To address the challenge of stable pinch grasping for thin, low-profile, or geometrically weak objects, this paper proposes an environment-adaptive grasping mechanism based on Slot-Constrained Adaptive Linkages (SCAL). Two complementary finger designs—SCAL-R (active enveloping) and SCAL-L (passive unfolding)—directly convert surface-following motion into lifting action while preserving fingertip orientation, enabling low-deformation, minimally sensed grasping. A geometry-aware closed-form fingertip force model is derived to support structural optimization and manipulation planning. The gripper, fabricated via 3D-printed PLA, integrates rotational-drive folding with linear-drive opening/closing, and incorporates sliding retention, ramp negotiation, and wide-range adaptability.
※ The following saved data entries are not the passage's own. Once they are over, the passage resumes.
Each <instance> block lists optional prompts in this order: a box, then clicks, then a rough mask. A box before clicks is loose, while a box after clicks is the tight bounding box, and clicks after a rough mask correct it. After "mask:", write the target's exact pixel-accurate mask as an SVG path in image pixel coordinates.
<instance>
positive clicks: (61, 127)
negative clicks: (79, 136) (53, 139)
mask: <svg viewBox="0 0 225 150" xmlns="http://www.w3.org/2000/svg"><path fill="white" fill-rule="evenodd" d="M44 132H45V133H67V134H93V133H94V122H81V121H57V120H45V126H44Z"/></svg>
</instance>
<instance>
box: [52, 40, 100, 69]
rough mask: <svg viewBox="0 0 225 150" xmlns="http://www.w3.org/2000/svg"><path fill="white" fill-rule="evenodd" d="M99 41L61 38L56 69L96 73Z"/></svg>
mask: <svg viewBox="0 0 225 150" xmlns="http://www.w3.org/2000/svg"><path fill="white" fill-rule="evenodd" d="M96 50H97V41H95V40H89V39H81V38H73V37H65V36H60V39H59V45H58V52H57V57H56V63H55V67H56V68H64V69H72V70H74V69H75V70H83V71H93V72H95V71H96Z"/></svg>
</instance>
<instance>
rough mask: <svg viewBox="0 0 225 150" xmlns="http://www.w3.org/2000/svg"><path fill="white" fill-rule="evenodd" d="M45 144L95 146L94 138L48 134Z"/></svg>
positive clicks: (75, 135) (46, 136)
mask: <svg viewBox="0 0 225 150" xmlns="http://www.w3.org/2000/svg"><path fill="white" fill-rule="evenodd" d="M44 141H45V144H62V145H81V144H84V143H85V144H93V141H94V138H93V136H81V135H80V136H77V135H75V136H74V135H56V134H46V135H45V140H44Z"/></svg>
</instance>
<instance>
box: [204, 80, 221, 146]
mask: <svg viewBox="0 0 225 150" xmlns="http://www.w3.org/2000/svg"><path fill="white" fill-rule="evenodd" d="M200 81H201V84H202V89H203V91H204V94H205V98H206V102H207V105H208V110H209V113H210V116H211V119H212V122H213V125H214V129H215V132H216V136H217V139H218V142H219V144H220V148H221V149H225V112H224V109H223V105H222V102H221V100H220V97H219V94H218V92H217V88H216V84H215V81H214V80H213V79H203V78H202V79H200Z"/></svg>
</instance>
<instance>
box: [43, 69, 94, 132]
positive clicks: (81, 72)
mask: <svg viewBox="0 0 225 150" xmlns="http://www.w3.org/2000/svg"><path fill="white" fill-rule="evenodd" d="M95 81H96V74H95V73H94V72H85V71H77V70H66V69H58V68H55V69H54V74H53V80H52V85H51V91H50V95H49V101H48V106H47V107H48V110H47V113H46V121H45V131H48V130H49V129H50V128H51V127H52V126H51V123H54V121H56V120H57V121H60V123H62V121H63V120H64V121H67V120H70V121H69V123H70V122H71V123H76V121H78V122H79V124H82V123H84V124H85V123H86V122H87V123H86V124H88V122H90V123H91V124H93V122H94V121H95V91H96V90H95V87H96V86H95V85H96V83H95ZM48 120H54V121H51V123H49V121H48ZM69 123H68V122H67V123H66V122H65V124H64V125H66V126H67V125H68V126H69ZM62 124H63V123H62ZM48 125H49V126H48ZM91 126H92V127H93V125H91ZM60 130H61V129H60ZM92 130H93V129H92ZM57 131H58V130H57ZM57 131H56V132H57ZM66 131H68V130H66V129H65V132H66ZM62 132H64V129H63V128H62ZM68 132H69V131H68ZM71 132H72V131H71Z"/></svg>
Experiments demonstrate robust pinch-and-lift performance across diverse targets—including small parts, boxes, cans, and tape rolls—with minimal parameter tuning, validating the feasibility of highly reliable single-DOF-dominated grasping.

This paper presents environment-adaptive pinch-lifting built on a slot-constrained adaptive linkage (SCAL) and instantiated in two complementary fingers: SCAL-R, a rotational-drive design with an active fingertip that folds inward after contact to form an envelope, and SCAL-L, a linear-drive design that passively opens on contact to span wide or weak-feature objects. Both fingers convert surface following into an upward lifting branch while maintaining fingertip orientation, enabling thin or low-profile targets to be raised from supports with minimal sensing and control. Two-finger grippers are fabricated via PLA-based 3D printing. Experiments evaluate (i) contact-preserving sliding and pinch-lifting on tabletops, (ii) ramp negotiation followed by lift, and (iii) handling of bulky objects via active enveloping (SCAL-R) or contact-triggered passive opening (SCAL-L). Across dozens of trials on small parts, boxes, jars, and tape rolls, both designs achieve consistent grasps with limited tuning. A quasi-static analysis provides closed-form fingertip-force models for linear parallel pinching and two-point enveloping, offering geometry-aware guidance for design and operation. Overall, the results indicate complementary operating regimes and a practical path to robust, environment-adaptive grasping with simple actuation.